Pero el decreto, obviamente, deberá ser convalidado en el plazo correspondiente por el Congreso de los Diputados. Ya se sabe que en España, y a falta de una mayoría parlamentaria que lo respalde como fruto de pactos estables o acuerdos de legislatura, el Ejecutivo gobierna a golpe de decreto ley, un instrumento jurídico excepcional y provisional que solo puede emplearse en casos de «extraordinaria y urgente necesidad». El decreto puede ser tumbado si Junts reconsidera su voto afirmativo de hace un año, lo cual no es probable, pero tampoco imposible. Y toda esta pestilente conflictividad por apenas un millar de menores migrantes, los que se han reubicado hasta el momento. De Canarias solo han salido con destino a la Península un 30% de los niños y adolescentes migrantes cuya estancia (domicilio, comida, indumentaria, educación, sanidad, traslados) sufraga la comunidad autonómica.
La gestión de la ubicación de los menores migrantes ilumina una realidad que muchos no admiten: la falta de una política migratoria en España. Una política migratoria debe ser una política de Estado, basada en un análisis compartido y una estrategia consensuada con las principales fuerzas políticas, empresariales y sindicales del país. Se me podrá responder que la regularización de medio millón de migrantes que este año culminará el Gobierno central, y que por cierto presenta puntos discutibles y zonas oscuras, prueba lo contrario. No es así. Debería recordarse que en 2024 (anteayer) el Gobierno socialista descartaba una regulación extraordinaria de inmigrantes «porque esa operación no puede realizarse al margen del marco jurídico europeo». Hoy, en cambio, se pretende desarrollar una regularización extraordinaria a través de un decreto al que según Funcas podrían acogerse hasta 840.000 personas. En primer lugar, sin debate parlamentario y cobertura jurídica que blinde la medida. En segundo lugar, sin un análisis planificado sobre el impacto de la regularización en los servicios públicos y en el mercado de trabajo. Y por último, sin incluir en este proceso disposiciones y mecanismos para el perfeccionamiento, la extensión y la generalización de la regularización por arraigo que, como ha señalado el profesor Javier Tajadura, es el modelo que defiende la Unión Europea y, en virtud de la legislación comunitaria, debería defender y practicar España coherentemente.

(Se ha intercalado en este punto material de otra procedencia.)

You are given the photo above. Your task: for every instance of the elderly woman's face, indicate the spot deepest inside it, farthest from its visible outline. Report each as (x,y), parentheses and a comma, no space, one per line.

El ninguneo del PP a la Conferencia Sectorial de la Infancia, su portazo a los menores migrantes, es políticamente intolerable y moralmente despreciable. Pero socialistas y conservadores son responsables de que España carezca de una política de migración que incorpore la gestión de los migrantes menor de edad en el ámbito de una solidaridad interterritorial. Y lo peor es que lo previsible es que nada cambie.